In the other hand, corys would also like a bigger school, but it would'nt fit in your tank.
another suggestion:

8-10 neon tetras
4 Otocinclus vittatus (is it dwarf sucker in english?)

With neons and dwarfs the temp should be around 20-24 Celsius, don't know what that is in fahrenheits  .
A bit cooler than average though.

Let me know what decision you have come to!


----------



## jonathan (Jan 29, 2005)

ive come to the decision that im going to chose your 1st suggestion for now and work my way to the second suggestion. thanks for your help.



jonathan


----------



## osteoporoosi (Jan 27, 2005)

No problem, good luck to your project!


----------



## osteoporoosi (Jan 27, 2005)

No problem, good luck to your project!


----------



## osteoporoosi (Jan 27, 2005)

No problem, good luck to your project!


----------



## maxpayne_lhp (Jan 19, 2005)

What's up??? Anyway, Thanks, osteoporoosi! How could you figure the thing out?


----------



## osteoporoosi (Jan 27, 2005)

I did'nt calculate anything, the gallon/cm-thing isn't very reliable.
Just experience, I think?I really messed up my latest post didn't I  ?


----------



## maxpayne_lhp (Jan 19, 2005)

lol, that was Okay, Well, sometimes experience is a greatest tool one has ever had! Belive me!


----------



## osteoporoosi (Jan 27, 2005)

or not experience, I have been serious with this hobby just for five years now. Maybe I have some kind of powers :lol: ?Or then it is just finnish common sense :wink: .


----------



## maxpayne_lhp (Jan 19, 2005)

Hehe, I'm just with it for 2 years  I ran into lots of troubles when I live here, in Vietnam. Lack of equipment, lack of knowledge, of stock.... But one good thing is that you'll never need a heater :-D


----------



## Fish n chips (Jan 19, 2005)

What will tou do with the others :?:


----------



## maxpayne_lhp (Jan 19, 2005)

What do you mean?
PS: He he, read my signature  "Not a native ->Hard to understand and to be understood"


----------



## madmatrixz3000 (Feb 3, 2005)

I need to know how much more I can add before anything.
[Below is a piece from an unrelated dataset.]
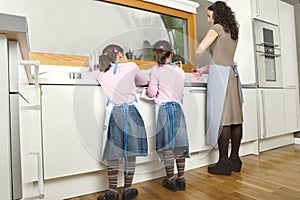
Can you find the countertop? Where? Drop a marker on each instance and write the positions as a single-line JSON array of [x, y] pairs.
[[93, 82]]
Right now I have 2 gouramies a Yo Yo thing (I think it is a type of loach) and a plain old algee eater
This is in my 2 month old aquarium


----------



## osteoporoosi (Jan 27, 2005)

Yo yo loaches should be kept in groups(I've got 5), otherwise they can get aggressive to other fish, especially corys.
How big is your tank? 40 gallons should be enough for a group of yo yo loaches.


----------



## Lydia (Feb 6, 2005)

osteoporoosi @ Sun Jan 30 said:


> .I suggest that you keep the corys and your neon tetras. The tank is a bit small for your other fish.
> Then you could take more neons, they prefer bigger schools. How about this kind of setting:
> 
> 3 corys
> ...




i agree with osteoporoosi


----------